When I went to the hospital, I was in the care of a kind OB who stayed with me during my labour and delivery. My husband and daughter were there, too, although not in the room when I was ready to deliver. They ran into my primary care midwife in the halls of the hospital. Note that she never once popped in to say hello despite being just down the hall from me. She never offered to hold my hand or see how I was doing. She said to my husband, “How’s Alexandria?” and he replied, “Well, not good, obviously” and she said, “Well, give her my best.”
Her best. That was her best? Where was the compassionate care? The over-and-above concern and warmth? People talk about the cold care of OBs but my midwives were like ice. The OB who had just met me that day looked at me with tears in her eyes and hugged me tight, but my midwife couldn’t look me in the eye, and wouldn’t visit me while I laboured because she wasn’t getting paid anymore for my care.
In the weeks to follow, I received an email from that primary care midwife, asking if they could drop some books off to me about grief. I said sure. I declined a visit from her, while she defended the choices of her second-in-command. Later, in an official letter, I was notified that never again would an undetectable heartbeat go without further investigation so at least my experience was not in vain.
I still have the letters I wrote the week after my miscarriage. I wrote one to the Head of Obstetrics at the hospital, and one to the midwifery practice, but sent neither. It made me sick to my stomach to have to open the wounds again, when I was (and am) so desperate to let them heal.
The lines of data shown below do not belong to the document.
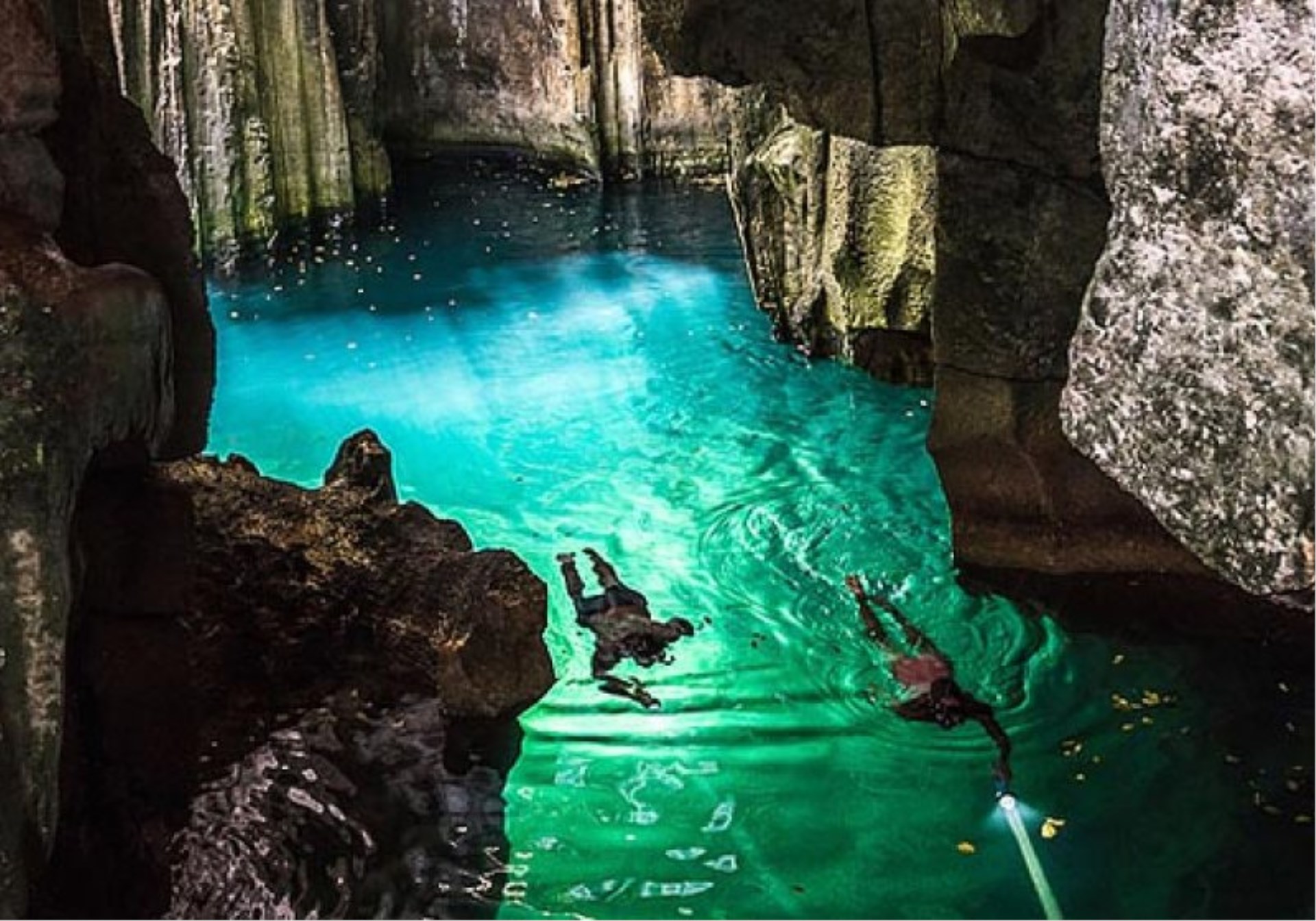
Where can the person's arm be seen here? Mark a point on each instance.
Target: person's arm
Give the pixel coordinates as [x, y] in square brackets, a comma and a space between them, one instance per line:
[873, 626]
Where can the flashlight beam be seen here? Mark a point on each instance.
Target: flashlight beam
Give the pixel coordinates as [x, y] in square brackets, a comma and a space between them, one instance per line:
[1051, 908]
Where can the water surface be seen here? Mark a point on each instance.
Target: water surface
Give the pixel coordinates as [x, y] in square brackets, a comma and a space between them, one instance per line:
[561, 369]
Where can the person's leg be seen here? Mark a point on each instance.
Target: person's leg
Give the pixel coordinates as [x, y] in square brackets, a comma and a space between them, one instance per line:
[572, 576]
[873, 626]
[632, 690]
[918, 640]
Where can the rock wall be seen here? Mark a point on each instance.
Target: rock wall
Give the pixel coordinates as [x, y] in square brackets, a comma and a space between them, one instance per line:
[948, 183]
[245, 98]
[217, 611]
[839, 237]
[1191, 370]
[87, 376]
[1191, 384]
[284, 111]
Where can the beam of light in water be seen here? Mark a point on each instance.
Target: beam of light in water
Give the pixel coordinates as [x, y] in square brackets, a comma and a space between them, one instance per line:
[587, 369]
[1051, 907]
But whenever I read about people bashing obstetricians, or offering blanket praise to midwives, I want to scream about my horrible experience. The doctors in the hospital were shocked at how long I had been carrying the deceased baby, because generally, the mother’s body would either reject the fetus, or go into septic shock from infection as a result of carrying something deceased inside the womb. I could have died. I could have died because this woman made a decision against Western medicine.
There are good midwives and bad. There are good obstetricians and bad. This is my experience. This is why I would never recommend the midwifery practice of which I was a patient, and why I would probably never recommend midwives, either. There are always other sides to the stories, nothing is quite as clear-cut as we may wish it were.